| name | entities |
| description | Maintain the personal knowledge graph of people and companies. Detect named entities in any content (article, video, paste, conversation), upsert them to ~/.pal/memory/knowledge/, and surface what's already known. Use proactively whenever named entities appear — don't wait to be asked. |
| argument-hint | <content, URL, or pasted text> |
Detect, persist, and query people and companies referenced in $ARGUMENTS.
The default workflow is extract → save → show summary, in that order. Saving is not optional: persistence is the point of the skill. Skip the save step only if the user explicitly said "don't save", "just look", or similar.
1. Extract
Read/fetch the content and extract ALL people and companies mentioned.
People
For each person, extract:
- name: Full name
- role: author | subject | mentioned | quoted | expert | interviewer | interviewee
- title: Job title (null if unknown)
- company: Company affiliation (null if unknown)
- social: twitter (@handle), linkedin (URL), email, website — null if unknown
- context: Why this person is mentioned and their relevance
- importance: primary (central to content) | secondary (supporting) | minor (brief mention)
Companies
For each company/organization, extract:
- name: Official name
- domain: Primary website domain (e.g. "anthropic.com", null if unknown)
- industry: Classification (AI, security, fintech, healthcare, etc.)

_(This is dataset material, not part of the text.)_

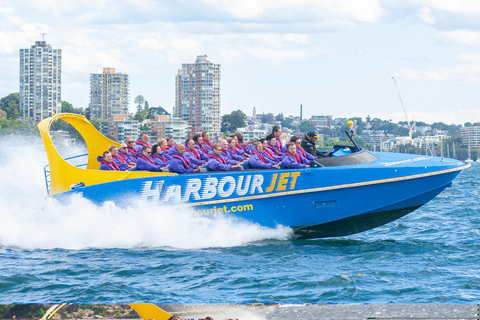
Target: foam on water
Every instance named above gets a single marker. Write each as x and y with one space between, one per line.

- context: How and why mentioned
- mentioned_as: subject | source | example | competitor | partner | acquisition | product | other
- sentiment: positive | neutral | negative | mixed
Extraction guidelines
- Accuracy over quantity — use null for unknown fields, never guess
- Include authors, subjects, quoted individuals, and anyone significantly mentioned
- For research papers: all authors get "author" role
- For interviews: distinguish interviewer vs interviewee
- Universities and research institutions count as companies
- Extract social handles from bios, signatures, or text body
- Context fields should explain relevance, not just repeat the mention
Output shape
{
"people": [...],
"companies": [...]
}
2. Save (default)
Immediately persist the extracted JSON. Do not ask first — saving is the default:
echo '<the JSON output>' | pal cli knowledge ingest --source "<URL or content origin>"

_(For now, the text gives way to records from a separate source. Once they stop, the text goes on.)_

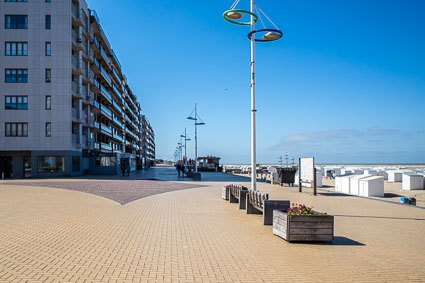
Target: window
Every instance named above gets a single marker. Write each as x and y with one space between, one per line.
75 164
16 49
48 75
48 49
48 102
16 75
16 103
16 21
48 21
16 129
51 164
48 129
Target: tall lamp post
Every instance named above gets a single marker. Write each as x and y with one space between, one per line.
233 16
196 118
185 140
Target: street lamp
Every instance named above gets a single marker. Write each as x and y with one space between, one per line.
185 140
196 118
234 16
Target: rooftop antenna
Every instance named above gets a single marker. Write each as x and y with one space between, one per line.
286 158
280 160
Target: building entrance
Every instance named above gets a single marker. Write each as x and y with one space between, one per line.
6 165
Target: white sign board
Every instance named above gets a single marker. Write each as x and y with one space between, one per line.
307 168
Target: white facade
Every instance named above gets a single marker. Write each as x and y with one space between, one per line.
372 187
394 176
355 183
412 182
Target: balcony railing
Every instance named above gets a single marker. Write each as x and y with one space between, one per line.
76 88
105 92
105 147
105 73
106 129
76 139
106 111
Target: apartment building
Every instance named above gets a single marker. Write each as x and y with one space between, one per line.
65 105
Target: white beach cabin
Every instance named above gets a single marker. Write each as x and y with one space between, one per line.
412 181
355 183
372 187
394 176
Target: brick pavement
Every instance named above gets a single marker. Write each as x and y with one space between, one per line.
192 235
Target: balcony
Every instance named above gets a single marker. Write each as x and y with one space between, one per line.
89 121
107 130
105 147
105 111
96 106
88 77
105 76
77 66
76 142
77 41
104 56
106 94
77 16
118 137
88 55
87 142
76 90
76 116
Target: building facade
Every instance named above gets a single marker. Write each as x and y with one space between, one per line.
65 105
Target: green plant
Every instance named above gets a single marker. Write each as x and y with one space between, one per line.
301 209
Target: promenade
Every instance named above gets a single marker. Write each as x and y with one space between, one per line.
156 227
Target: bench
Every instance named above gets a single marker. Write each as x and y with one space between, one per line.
237 194
259 203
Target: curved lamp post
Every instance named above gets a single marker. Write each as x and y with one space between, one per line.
232 16
185 140
196 118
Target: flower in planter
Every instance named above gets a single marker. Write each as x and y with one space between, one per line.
301 209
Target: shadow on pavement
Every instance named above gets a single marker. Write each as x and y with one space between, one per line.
381 217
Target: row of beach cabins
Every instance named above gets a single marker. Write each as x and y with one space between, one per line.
366 182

The CLI writes one markdown file per entity under ~/.pal/memory/knowledge/{People,Companies}/<slug>.md, preserving every extracted field (role, title, social, context, importance for people; domain, industry, sentiment, mentioned_as for companies) as frontmatter. When a person record includes a company, a part-of typed edge is auto-created from the person to the company (the company is stub-created if it doesn't exist yet). Each ingestion appends a per-source log section to the entity's body so the same source can be re-ingested safely (idempotent on --source).
The CLI prints a JSON summary of {created, updated, slugs} counts per domain.

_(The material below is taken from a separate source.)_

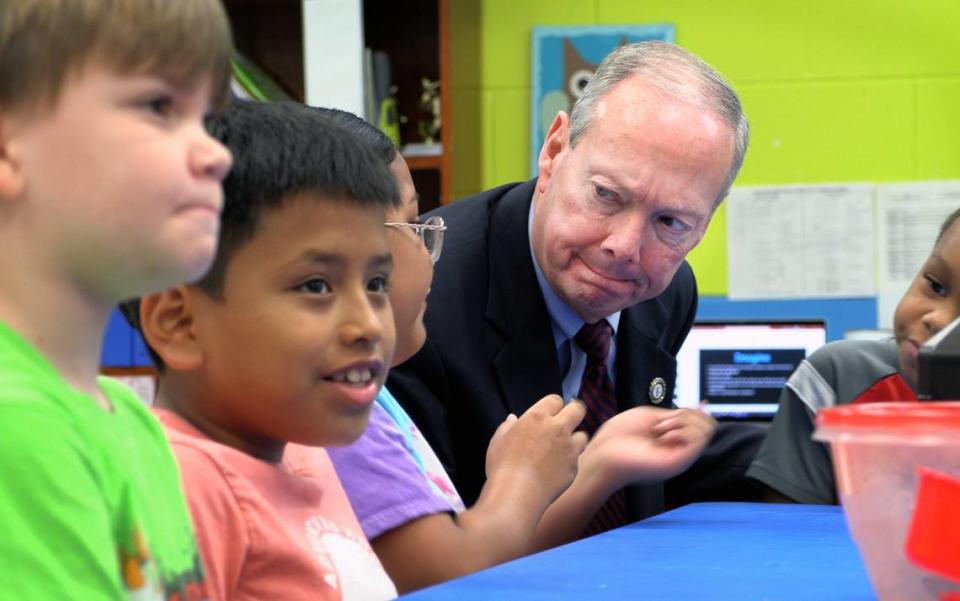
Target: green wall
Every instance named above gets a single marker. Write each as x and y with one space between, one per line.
836 91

Opt-out: if the user explicitly said not to save (e.g. "who's mentioned in this email — don't store anything"), skip step 2 entirely and just show the extracted JSON.
3. Query (read-back)
Before scraping a known source, or after saving, surface what's already on file:
pal cli knowledge search "<name>"
pal cli knowledge show <slug>
pal cli knowledge graph <slug>
pal cli knowledge ls People
pal cli knowledge stats
pal cli knowledge find <tag>
Use search before extracting to detect duplicates; use show to confirm a save landed correctly; use graph to surface relationships the user may have forgotten.
Tag conventions (important)
Tags do two different jobs in the store, and PAL keeps them separated so the graph stays meaningful:
| Tag form | Purpose | Example | Generates graph edges? |
|---|
topic:<token> | Facet — for filtering / find | topic:ai, topic:consulting | No — two entities sharing topic:ai do NOT get linked |
| Unprefixed | Structural — for navigation | acme-labs, customer | Yes — co-occurrence creates tag edges |
Industry inheritance. When ingest sees a company industry, it splits the string on whitespace and / and writes topic:<token> tags for each piece. When a person is linked to a company, the person inherits only the company's topic:* tags — never structural ones. This keeps find ai useful (it surfaces every AI-industry company + their employees) without creating phantom graph edges between unrelated entities that merely share an industry word.
Users can query with or without the prefix — find ai and find topic:ai are equivalent.